People I know are out there planning their lives, while I'm planning for the unknown. Does the word "future" still exist for me? On days I feel like shopping, I'd stop myself from buying clothes because I'd question if I'd still be alive long enough to wear them.

I've been crying a lot. I am also scared, but the scariest are still to come. I've decided to push through with the bone marrow transplant (BMT). My doctor said, "Soon, the blood and platelet transfusions will stop working. So it's either you do it or die." I appreciate my doctor's bluntness, as it puts things in perspective. 

The past few weeks have been spent consulting with two transplant centers - Baltimore and New York.  I've decided to have the treatment closer to home - Baltimore. The transplant consultations took a lot out of me. My stress and anxiety are through the roof hearing all the new terminology - chemotherapy, radiation, side effects, graft versus host disease (GVHD), isolation, loss of hair, fatigue etc. These will be the words that would accompany my journey.

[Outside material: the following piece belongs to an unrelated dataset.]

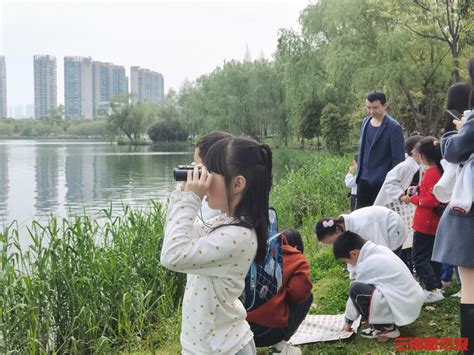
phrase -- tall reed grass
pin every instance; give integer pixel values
(82, 287)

Difficult as it may seem (and it is really difficult), I try to look for the silver lining:

  • I have a chance to be cured
  • I have 43 in the US, 143 international - donors in the preliminary search
  • I have a loving husband that supports and uplifts me
  • My family's support and prayers
  • My friends' unceasing messages and prayers
  • My employer's support and acceptance of my new situation
  • I found a compassionate, understanding doctor
  • God will see me through this journey
  • And MORE!!!

Sometimes, I still feel this Aplastic Anemia/MDS thing is a dream, and how I wish it has never come to me.

A Summary Of Things

Aplastic Anemia was foreign to me.  I have not even heard of it until it landed on my doorstep.

2006: The Beginning

It was a rainy day. I just started working right after college and I was happy to use my medical insurance and get my annual check-up. After blood work, I drove home hoping not to hear from my doctor. After all, no news is good news; I was wrong. About two hours after I got home, doctor's office called informing me that my platelets are low and I need to see a Hematologist.

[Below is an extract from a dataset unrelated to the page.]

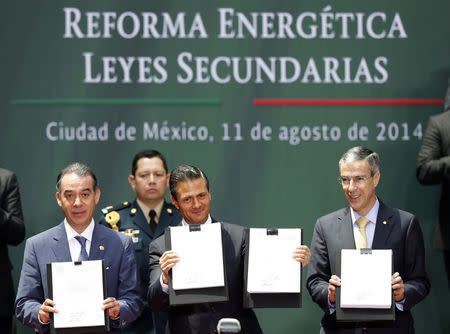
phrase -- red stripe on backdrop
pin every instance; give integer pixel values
(345, 102)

That same week, I went to see Dr. M. She performed a bone marrow biopsy; I cried. She gave me a thorough examination then sent me for a CAT scan and a Nuclear Med Scan. She said she wanted to be thorough so that we can find out what's causing my low platelet count.  I was initially diagnosed with idiopathic thrombocytopenic purpura (ITP). It meant I have low platelets with no known cause.

2006-2008: Sit and Wait

This years I'd call the "sit and wait." There wasn't much that we could do but watch my platelets. At that time, the National Institute of Health (NIH) said that my counts are still stable and I could not qualify for any of their clinical trials.

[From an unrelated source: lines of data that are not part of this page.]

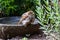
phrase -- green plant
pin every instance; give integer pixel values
(48, 15)
(7, 6)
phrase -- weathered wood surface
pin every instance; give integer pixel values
(13, 30)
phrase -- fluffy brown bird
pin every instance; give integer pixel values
(27, 18)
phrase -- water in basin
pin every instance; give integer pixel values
(9, 20)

2009-2011: Danazol Protocol and Genetic Mutation

My platelet counts were now hovering in the 20s. My Hematologist said, "It's time."

Time for what?

I was back at NIH, and the doctors there enrolled me in the Danazol Protocol. The main reason why I was chosen for this protocol is because they suspect that my short telomeres (tails of my chromoromes) are the ones causing my low platelet count.  Apparently, my telomeres are abnormally shorter than what they should be.

Oh my God, I am a mutant!

The Danazol worked for sometime. The highest platelet count I got was 40, then it was downhill from there.

2012: Hemangioma Later

I developed a Hemangioma on my left leg.

Doctors weren't sure, but they suspected that I have a hemangioma already even before I started taking Danazol.  Suspicion was that, the Danazol encouraged the growth of my hemangioma. Since my platelet count was not improving anymore, they thought the hemangioma was causing my low count.  I had to be taken off the Danazol.  My hemangioma decreased in size almost suddenly.

Goodbye Danazol!

2013: Transfusions

This year, my counts are the lowest and that's including my red blood cells. I am now needing weekly platelet transfusions and every three weeks transfusion for red blood cells. It's a rough time, and this is also the time my doctors recommended I should push through with a bone marrow transplant (BMT).

I cried. I cried so much that it hurts. Where do I go from here?

September 25, 2013

I decided to go through a bone marrow transplant. The search for a donor commenced.